The coming years saw Emmanuel grow up to be called one of Dallas’ own and develop into a Voltron-esqe point guard, capable—at 6-5, 200 pounds—of doing anything you could possibly think of a PG doing, including driving and scoring at will. But it was the desire and preference to pass to a teammate that made him different. Soon enough, offers were coming in from DI colleges all over the country, with legendary point guard-molder Larry Brown winning the lotto as SMU became the school of choice. A funny thing happened on the way to the registrar’s office, though: Emmanuel remembered those nights in the Congo.
“I was tired of seeing my mom struggle,” he says about the decision he had to make: a free ride to SMU or the opportunity to help his family immediately, providing so his mother wouldn’t have to work 10-hour days again. The decision was easy, as an 18-year-old Emmanuel signed a $1.2 million deal with the Guangdong Southern Tigers to play professionally in the Chinese Basketball Association. Some frowned at the move, others applauded it, but it’s tough to not respect it. The next year would see him compete with and against former NBA PGs such as Stephon Marbury, one of the ’90s greatest distributors and the new face of basketball success in China. Mudiay averaged roughly 18 points, 6 boards and 6 assists per game in the CBA.
On June 25 of last year, the night of the NBA Draft, Mudiay awaited his professional destiny. Predicted to land anywhere between 1-4, he heard his name called seventh. Not the 1 through 4 slots he’d heard rumors of, not the fourth spot this Knicks fan hoped would be his—but a top-10 pick nonetheless. With the need for bigs overflowing for the top handful of teams, his all-around point guard skill set was perfect for his new home: the Denver Nuggets. A once-fearsome Western Conference team coming off a down year, Denver was in need of a fresh start and a new driver behind the wheel. In an unusual move for a Lottery team with a hole at the 1 spot, newly appointed coach Mike Malone and General Manager Tim Connelly decided to hand the keys to Emmanuel.

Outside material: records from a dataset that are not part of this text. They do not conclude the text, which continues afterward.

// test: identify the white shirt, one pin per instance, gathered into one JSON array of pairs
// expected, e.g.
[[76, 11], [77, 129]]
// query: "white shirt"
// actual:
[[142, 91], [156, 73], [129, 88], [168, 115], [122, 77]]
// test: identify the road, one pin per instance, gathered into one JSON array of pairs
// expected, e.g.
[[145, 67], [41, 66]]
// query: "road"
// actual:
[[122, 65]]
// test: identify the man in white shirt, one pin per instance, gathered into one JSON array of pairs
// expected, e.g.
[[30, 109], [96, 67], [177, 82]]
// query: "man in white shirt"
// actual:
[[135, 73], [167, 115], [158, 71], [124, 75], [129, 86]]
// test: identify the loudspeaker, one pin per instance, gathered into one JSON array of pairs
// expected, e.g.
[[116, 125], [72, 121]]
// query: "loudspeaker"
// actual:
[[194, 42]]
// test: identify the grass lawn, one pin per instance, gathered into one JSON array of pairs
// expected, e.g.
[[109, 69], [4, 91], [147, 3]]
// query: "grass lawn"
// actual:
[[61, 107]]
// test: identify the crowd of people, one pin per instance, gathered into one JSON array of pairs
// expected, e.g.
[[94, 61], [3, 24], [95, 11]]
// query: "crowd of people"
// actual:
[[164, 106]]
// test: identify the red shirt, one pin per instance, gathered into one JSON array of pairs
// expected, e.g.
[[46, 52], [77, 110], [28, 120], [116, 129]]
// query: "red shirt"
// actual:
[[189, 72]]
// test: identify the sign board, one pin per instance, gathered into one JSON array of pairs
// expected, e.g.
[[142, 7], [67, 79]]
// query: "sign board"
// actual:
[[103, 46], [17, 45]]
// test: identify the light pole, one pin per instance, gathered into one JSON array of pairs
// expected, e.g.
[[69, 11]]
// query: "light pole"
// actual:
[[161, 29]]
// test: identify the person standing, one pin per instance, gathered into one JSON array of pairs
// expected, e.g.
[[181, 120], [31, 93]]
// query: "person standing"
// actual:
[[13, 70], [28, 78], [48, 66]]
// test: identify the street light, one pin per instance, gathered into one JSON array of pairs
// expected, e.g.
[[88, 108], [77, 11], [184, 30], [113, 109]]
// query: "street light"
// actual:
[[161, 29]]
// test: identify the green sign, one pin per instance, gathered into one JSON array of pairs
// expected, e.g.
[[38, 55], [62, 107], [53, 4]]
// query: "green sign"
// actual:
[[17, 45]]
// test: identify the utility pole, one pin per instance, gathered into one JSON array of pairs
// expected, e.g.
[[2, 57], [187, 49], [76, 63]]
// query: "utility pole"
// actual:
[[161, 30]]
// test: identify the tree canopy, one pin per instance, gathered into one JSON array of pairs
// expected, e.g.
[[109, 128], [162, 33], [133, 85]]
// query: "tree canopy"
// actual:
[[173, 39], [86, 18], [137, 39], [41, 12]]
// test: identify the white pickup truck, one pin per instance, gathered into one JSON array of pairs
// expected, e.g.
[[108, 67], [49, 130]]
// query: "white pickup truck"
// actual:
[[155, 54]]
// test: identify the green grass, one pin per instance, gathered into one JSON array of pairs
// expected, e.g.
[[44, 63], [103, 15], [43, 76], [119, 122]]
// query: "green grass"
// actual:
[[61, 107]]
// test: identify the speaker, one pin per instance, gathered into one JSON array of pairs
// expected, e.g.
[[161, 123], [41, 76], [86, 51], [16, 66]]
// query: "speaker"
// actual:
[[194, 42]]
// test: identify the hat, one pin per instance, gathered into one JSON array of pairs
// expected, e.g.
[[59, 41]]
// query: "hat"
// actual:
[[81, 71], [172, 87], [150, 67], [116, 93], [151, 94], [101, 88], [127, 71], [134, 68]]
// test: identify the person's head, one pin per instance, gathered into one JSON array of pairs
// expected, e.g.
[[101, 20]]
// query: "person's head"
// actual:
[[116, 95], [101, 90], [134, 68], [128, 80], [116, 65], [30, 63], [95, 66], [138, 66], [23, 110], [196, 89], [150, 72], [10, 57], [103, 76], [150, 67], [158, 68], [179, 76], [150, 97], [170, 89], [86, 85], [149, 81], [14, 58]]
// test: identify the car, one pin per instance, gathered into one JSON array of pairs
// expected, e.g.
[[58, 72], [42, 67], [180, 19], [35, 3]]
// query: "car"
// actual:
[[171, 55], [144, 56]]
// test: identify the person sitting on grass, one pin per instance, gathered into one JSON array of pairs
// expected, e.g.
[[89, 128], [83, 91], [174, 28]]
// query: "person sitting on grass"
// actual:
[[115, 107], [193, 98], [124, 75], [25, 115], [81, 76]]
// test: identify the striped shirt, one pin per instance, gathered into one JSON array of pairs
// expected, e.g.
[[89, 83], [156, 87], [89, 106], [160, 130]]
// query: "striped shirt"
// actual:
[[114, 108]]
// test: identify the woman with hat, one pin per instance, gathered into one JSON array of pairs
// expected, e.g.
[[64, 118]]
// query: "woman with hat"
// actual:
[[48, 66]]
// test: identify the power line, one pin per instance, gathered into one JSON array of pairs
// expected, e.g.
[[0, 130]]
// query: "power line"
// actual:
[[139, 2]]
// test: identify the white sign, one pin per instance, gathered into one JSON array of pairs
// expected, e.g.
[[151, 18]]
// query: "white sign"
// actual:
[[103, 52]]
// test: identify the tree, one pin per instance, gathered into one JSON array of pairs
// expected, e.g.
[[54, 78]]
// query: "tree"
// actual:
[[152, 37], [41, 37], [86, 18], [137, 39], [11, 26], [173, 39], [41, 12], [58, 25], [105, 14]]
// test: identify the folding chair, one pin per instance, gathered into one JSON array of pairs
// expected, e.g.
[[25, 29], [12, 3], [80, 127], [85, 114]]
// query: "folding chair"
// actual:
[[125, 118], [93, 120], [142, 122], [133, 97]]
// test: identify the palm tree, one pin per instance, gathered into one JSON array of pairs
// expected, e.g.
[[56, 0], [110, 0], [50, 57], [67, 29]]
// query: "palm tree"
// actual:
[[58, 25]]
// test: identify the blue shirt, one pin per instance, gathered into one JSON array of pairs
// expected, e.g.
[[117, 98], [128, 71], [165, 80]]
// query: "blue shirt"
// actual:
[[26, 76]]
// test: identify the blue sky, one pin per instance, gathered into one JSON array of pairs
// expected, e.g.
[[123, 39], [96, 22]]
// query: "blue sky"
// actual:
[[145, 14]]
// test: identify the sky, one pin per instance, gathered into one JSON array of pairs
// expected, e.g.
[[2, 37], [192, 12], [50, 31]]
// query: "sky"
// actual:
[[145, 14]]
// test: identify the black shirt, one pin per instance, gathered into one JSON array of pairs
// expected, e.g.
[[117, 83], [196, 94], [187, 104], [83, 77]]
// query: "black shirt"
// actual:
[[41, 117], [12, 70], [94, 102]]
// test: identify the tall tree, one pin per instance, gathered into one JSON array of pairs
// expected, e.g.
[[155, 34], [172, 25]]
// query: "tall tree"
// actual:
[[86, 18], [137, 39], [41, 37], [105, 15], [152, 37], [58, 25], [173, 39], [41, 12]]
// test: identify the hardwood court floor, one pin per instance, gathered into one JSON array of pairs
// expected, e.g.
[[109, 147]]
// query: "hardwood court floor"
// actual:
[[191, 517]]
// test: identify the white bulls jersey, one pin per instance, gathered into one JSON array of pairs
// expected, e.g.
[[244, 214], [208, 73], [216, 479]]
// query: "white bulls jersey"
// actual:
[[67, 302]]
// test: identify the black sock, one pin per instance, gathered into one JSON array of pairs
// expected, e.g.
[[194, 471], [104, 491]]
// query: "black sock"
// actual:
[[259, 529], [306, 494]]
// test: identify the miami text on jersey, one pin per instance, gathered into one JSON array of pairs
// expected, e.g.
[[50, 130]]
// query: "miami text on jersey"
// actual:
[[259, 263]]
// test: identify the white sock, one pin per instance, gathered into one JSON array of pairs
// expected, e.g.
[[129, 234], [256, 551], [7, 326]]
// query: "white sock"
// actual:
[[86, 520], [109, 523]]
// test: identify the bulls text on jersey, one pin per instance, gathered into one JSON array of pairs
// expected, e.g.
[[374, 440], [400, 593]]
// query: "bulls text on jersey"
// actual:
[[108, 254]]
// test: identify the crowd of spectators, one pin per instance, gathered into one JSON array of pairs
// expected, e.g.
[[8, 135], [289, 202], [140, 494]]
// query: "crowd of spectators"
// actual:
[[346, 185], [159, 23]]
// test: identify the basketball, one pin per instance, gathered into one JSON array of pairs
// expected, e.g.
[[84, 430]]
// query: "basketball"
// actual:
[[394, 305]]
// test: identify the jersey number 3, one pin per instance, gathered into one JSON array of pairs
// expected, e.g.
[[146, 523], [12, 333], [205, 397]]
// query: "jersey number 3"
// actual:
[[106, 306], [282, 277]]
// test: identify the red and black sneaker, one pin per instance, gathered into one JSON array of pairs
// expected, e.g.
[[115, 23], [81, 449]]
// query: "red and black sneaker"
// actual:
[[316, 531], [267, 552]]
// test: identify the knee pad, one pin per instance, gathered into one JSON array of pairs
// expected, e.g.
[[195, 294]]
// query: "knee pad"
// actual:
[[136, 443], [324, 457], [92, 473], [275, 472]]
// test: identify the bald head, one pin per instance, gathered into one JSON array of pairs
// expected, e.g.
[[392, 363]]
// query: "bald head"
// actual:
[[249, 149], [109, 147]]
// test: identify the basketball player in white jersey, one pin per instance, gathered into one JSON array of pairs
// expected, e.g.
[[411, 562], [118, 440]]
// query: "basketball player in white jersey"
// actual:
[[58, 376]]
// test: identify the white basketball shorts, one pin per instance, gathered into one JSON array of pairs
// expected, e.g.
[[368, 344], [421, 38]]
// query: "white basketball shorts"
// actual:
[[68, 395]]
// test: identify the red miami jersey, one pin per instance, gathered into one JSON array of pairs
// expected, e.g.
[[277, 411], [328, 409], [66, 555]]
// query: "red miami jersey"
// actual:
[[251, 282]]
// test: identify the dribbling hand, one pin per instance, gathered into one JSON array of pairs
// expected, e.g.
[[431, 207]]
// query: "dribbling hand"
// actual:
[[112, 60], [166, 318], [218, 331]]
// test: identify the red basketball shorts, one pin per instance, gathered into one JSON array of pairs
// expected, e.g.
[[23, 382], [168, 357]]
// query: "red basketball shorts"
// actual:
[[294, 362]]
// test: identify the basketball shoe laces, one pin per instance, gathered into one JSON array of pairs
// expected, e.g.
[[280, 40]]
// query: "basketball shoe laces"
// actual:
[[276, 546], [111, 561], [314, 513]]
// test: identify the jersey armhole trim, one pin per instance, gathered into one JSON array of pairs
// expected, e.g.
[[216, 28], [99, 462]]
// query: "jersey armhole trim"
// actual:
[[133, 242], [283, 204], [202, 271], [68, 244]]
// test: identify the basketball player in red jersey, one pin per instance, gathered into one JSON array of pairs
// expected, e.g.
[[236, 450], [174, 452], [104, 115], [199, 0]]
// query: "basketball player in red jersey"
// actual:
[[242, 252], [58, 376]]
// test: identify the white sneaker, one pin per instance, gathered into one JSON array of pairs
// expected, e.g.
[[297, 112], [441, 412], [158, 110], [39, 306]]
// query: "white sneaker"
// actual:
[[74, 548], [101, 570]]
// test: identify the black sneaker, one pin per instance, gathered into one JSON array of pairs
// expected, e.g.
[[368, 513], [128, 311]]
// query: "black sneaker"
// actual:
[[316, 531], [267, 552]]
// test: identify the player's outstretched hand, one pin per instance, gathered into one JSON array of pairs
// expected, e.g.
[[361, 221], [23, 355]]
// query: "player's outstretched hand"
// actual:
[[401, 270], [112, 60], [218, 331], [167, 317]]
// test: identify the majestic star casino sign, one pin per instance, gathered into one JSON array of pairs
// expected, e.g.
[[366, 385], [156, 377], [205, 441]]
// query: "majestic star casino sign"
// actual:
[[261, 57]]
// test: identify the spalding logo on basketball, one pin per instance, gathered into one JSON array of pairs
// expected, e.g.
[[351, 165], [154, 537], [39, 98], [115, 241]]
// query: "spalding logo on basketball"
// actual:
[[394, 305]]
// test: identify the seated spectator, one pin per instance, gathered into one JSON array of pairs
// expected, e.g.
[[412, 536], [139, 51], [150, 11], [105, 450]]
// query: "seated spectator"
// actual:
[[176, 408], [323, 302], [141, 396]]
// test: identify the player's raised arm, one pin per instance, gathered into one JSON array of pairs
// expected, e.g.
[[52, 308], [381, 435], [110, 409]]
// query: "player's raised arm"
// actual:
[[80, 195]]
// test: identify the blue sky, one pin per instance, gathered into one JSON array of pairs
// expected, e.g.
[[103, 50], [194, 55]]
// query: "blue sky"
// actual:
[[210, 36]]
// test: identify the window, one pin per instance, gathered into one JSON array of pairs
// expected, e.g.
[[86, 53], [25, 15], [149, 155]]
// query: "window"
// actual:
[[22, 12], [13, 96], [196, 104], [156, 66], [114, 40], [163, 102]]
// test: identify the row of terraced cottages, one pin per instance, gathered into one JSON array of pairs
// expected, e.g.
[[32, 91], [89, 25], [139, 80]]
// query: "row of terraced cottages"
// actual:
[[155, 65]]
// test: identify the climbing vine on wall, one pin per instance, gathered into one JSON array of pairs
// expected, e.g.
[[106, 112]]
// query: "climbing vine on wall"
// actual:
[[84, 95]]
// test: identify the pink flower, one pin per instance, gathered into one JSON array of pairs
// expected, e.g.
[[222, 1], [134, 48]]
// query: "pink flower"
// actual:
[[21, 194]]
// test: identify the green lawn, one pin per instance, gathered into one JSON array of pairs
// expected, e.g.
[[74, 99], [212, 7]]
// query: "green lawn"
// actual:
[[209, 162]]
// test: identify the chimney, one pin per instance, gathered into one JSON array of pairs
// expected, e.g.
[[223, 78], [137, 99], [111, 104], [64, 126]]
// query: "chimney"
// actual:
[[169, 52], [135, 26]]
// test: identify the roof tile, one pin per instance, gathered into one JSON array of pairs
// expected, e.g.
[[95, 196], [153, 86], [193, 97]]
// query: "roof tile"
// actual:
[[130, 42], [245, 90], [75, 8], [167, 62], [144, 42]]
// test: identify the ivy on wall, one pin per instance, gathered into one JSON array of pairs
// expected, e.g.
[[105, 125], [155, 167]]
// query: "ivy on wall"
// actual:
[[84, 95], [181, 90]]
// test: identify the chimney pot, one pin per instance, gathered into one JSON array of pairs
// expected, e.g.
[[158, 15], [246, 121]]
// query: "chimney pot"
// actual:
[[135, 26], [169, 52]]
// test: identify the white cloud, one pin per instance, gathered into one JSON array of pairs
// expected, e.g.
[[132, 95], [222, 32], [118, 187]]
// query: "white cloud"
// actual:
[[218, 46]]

“We put him back in the last six, seven minutes of the game and he scores 9 points and also finishes with 9 assists, no turnovers, on the world’s biggest stage at the Garden,” Malone said after an early-February Knicks-Nuggets game at MSG (Mudiay finished with 15 points, a tick above his 12.8 ppg average as a rook). “That speaks to his poise and maturity as a 19-year-old.”
With the trust of his coach and teammates in tow, Emmanuel has seen his first pro season shape into both familiar territory and new ground. It was an up-and-down season of learning on the fly, flashes of brilliance, quotes from legends whose blueprint he seems to be following (“He’ll be better than me. He already is,” said Bucks coach and legendary PG Jason Kidd after a Bucks-Nuggets bout), and headlined by taking down the Golden State Warriors for one of GSW’s only nine losses on the season. He missed 14 games following an ankle injury suffered on December 11 but came back true to form immediately thereafter.
“To quote AI, ‘Play every game like it’s my last game. Go out there and play every game as if it was your last,’” Mudiay says. “That’s what I want my legacy to be. One of the greatest to ever do it.”
Unlike plenty of others, Mudiay is playing not only for a legacy of his own, but also for the name on his back, the pride of a family that escaped immeasurable odds. No pressure, though. Just the norm.